One of the first things we should consider is finances.  Many times we are concerned about these moral challenges, and they can cause us to compromise our beliefs.  We may think that if we don’t give in “a little” we may lose our job or not get that promotion.  Paul warns “those who are rich in this present age not to be haughty, nor to trust in uncertain riches but in the living God, who gives us richly all things to enjoy” (1 Timothy 6:17).  God has plans for us, and they do not include compromise with evil.  The more we put confidence in our wealth, the less trust we are placing in God to provide.  We very well may lose that job or not get that promotion, but God will reward us for our integrity.

The next thing we must consider is just how important are the things of the world to us.  In Luke 21:34, Jesus says, “But take heed to yourselves, lest your hearts be weighed down with carousing, drunkenness and cares of this life, and that Day come upon you unexpectedly.”  If we are looking forward to the day when we leave this world to enter the next, then the only time the things of this life become important is when they affect our salvation.  Jesus warned this could happen in the parable of the sower.  He explained the seed planted among the thorns as “he who hears the word, and the cares of this world and the deceitfulness of riches choke the word, and he becomes unfruitful” (Matthew 13:22).  Worrying too much about this world can cost us dearly in the next.

We also must consider who we trust for truth.  Paul told the Corinthians “my speech and my preaching were not with persuasive words of human wisdom, but in demonstration of the Spirit and of power, that your faith should not be in the wisdom of men but in the power of God” (1 Corinthians 2:4).  Putting our trust in faulty human logic and its limited understanding will lead us down the wrong path.  However, God has shown us His wisdom and power in so many different ways and has never failed.  We need to put all our confidence and trust in Him.
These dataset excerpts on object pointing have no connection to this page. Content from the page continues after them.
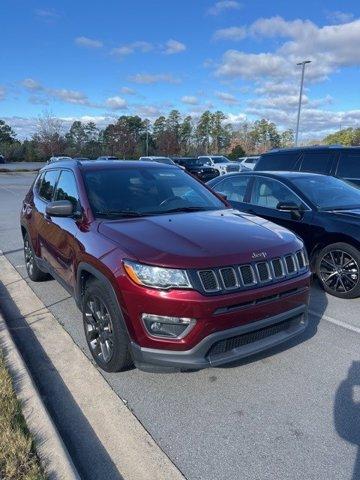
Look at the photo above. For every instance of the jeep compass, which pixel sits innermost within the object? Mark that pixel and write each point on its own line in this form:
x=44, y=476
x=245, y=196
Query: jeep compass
x=167, y=275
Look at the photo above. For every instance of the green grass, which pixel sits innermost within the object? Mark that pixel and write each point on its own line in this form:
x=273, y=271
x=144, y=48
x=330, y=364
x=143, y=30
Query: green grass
x=18, y=459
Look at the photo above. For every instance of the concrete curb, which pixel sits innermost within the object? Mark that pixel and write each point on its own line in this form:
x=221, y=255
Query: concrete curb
x=131, y=448
x=49, y=445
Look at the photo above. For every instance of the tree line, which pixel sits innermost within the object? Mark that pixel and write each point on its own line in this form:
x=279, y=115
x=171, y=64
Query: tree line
x=132, y=136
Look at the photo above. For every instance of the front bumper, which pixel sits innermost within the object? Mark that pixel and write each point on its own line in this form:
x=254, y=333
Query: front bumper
x=214, y=350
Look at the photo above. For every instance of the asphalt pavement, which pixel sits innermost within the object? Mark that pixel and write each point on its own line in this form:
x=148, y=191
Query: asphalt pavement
x=293, y=413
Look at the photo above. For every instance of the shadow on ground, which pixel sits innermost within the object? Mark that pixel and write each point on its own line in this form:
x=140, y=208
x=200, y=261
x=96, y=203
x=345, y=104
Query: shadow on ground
x=87, y=452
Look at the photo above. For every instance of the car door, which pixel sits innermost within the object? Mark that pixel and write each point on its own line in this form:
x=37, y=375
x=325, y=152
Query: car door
x=266, y=193
x=234, y=188
x=63, y=243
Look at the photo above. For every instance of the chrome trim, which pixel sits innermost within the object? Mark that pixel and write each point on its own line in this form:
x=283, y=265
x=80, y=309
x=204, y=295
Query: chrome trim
x=237, y=284
x=202, y=283
x=268, y=270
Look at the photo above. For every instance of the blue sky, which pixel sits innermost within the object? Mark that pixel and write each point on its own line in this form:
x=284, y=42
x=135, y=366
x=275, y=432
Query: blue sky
x=99, y=60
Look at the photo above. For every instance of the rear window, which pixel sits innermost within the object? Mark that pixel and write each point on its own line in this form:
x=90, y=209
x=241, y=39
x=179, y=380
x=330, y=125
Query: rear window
x=349, y=165
x=317, y=162
x=47, y=186
x=277, y=161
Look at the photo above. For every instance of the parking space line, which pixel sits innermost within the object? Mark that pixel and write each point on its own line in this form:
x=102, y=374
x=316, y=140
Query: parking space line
x=339, y=323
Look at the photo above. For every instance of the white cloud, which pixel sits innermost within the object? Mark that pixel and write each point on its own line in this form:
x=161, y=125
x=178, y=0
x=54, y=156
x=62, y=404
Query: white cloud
x=116, y=103
x=339, y=17
x=149, y=79
x=329, y=48
x=31, y=84
x=227, y=98
x=223, y=5
x=173, y=46
x=230, y=33
x=128, y=49
x=190, y=100
x=88, y=42
x=127, y=91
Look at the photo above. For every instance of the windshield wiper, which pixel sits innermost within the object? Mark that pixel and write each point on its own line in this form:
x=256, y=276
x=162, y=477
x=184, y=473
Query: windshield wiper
x=119, y=213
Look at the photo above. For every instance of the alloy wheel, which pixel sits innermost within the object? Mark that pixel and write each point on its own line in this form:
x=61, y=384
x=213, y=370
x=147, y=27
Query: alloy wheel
x=99, y=329
x=339, y=271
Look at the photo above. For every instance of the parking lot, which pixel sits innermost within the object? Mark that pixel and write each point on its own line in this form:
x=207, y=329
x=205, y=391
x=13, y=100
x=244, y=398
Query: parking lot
x=293, y=413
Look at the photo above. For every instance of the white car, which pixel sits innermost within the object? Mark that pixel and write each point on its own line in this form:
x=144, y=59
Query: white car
x=248, y=163
x=57, y=159
x=220, y=163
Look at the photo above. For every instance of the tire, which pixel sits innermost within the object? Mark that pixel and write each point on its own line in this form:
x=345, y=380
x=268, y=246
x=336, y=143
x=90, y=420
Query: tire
x=34, y=272
x=104, y=327
x=338, y=270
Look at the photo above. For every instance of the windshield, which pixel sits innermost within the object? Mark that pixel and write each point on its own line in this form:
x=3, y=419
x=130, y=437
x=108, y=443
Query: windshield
x=329, y=193
x=220, y=160
x=134, y=191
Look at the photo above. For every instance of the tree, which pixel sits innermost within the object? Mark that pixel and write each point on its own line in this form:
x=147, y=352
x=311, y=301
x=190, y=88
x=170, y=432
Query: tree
x=48, y=138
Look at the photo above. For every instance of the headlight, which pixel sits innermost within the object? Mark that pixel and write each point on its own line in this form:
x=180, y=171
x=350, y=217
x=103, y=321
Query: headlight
x=156, y=277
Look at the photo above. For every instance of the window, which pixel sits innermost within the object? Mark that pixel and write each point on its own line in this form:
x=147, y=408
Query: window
x=66, y=188
x=47, y=186
x=268, y=193
x=349, y=165
x=278, y=161
x=234, y=188
x=146, y=191
x=317, y=162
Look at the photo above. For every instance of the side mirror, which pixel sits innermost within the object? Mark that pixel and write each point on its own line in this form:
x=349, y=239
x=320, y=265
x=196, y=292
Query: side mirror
x=60, y=208
x=291, y=207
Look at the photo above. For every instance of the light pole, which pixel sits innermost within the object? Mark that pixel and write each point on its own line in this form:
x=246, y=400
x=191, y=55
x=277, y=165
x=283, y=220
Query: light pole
x=300, y=98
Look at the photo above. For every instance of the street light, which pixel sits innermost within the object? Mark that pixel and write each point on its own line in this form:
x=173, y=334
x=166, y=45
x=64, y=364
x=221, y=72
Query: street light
x=300, y=98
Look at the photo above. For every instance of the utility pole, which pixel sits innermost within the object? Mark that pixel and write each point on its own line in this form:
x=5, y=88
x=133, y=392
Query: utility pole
x=300, y=98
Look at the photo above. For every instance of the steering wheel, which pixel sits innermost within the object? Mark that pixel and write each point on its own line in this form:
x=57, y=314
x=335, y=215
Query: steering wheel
x=169, y=200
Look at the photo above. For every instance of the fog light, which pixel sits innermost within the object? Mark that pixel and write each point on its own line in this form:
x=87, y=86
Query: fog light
x=171, y=327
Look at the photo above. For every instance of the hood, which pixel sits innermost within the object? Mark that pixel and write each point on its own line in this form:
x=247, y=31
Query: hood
x=199, y=239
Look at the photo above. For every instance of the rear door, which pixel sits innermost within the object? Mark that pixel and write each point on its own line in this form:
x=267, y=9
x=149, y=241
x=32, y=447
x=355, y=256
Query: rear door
x=348, y=167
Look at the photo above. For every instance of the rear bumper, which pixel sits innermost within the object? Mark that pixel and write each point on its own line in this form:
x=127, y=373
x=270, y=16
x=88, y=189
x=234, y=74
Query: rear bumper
x=246, y=340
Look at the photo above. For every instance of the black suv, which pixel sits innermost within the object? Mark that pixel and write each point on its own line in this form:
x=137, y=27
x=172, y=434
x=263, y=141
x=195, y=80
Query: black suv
x=335, y=160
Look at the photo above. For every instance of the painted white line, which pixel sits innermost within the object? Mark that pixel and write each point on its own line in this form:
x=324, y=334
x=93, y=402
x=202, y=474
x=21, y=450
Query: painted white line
x=339, y=323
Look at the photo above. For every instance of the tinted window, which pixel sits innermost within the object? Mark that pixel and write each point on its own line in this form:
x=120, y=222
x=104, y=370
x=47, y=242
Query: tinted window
x=233, y=187
x=66, y=188
x=267, y=192
x=277, y=161
x=349, y=165
x=329, y=192
x=146, y=191
x=316, y=162
x=48, y=183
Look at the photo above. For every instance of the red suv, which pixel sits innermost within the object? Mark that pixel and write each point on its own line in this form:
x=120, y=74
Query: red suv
x=167, y=275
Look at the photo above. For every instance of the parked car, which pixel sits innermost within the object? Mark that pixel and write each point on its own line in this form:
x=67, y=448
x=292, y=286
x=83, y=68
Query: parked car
x=247, y=163
x=197, y=167
x=323, y=210
x=220, y=163
x=166, y=274
x=335, y=160
x=164, y=160
x=58, y=159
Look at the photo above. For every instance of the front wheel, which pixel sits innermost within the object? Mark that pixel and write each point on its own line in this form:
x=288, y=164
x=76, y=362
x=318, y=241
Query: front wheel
x=105, y=330
x=338, y=270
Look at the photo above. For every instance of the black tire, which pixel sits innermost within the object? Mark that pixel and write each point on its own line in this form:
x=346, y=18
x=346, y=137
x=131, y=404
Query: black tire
x=34, y=272
x=338, y=270
x=105, y=330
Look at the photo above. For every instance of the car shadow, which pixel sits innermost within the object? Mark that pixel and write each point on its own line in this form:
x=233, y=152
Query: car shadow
x=318, y=304
x=347, y=412
x=85, y=448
There are two accounts in the Bible where Jesus calms a raging storm, Matthew 8:23 and Matthew 14:22.  Both times Jesus is with individuals who panic when the sea gets rough.  The winds are blowing wildly, the waves are threatening to capsize their boats, they are afraid for their very lives, and there is nothing they can do about it.  This sounds very similar to how we can feel if we let the events of life become overwhelming to us.  We can feel like situations are compounding against us, like the forces of Satan are winning the battle, and there is nothing that can stop them.  However, just like those men in the boats, we sometimes forget about the power of God.  All Jesus had to do was speak and the storms were passed.  How powerful the words “Peace, be still” can be when spoken by the Son of God.

When we become overwhelmed with the direction society is taking, when we are concerned about the consequences of standing for the truth of God, when we are tempted to wonder if the wisdom of the world might have something to offer us, we must remember “Peace, be still.”  God has the ability to calm all the storms in our life and will reward us for our faithfulness to the truth of His word.  As long as Jesus is in our boat (in our lives) and we are trusting in Him, we have nothing to fear.

Yet in all these things we are more than conquerors through Him who loved us. For I am persuaded that neither death nor life, nor angels nor principalities nor powers, nor things present nor things to come, nor height nor depth, nor any other created thing, shall be able to separate us from the love of God which is in Christ Jesus our Lord (Romans 8:37-39).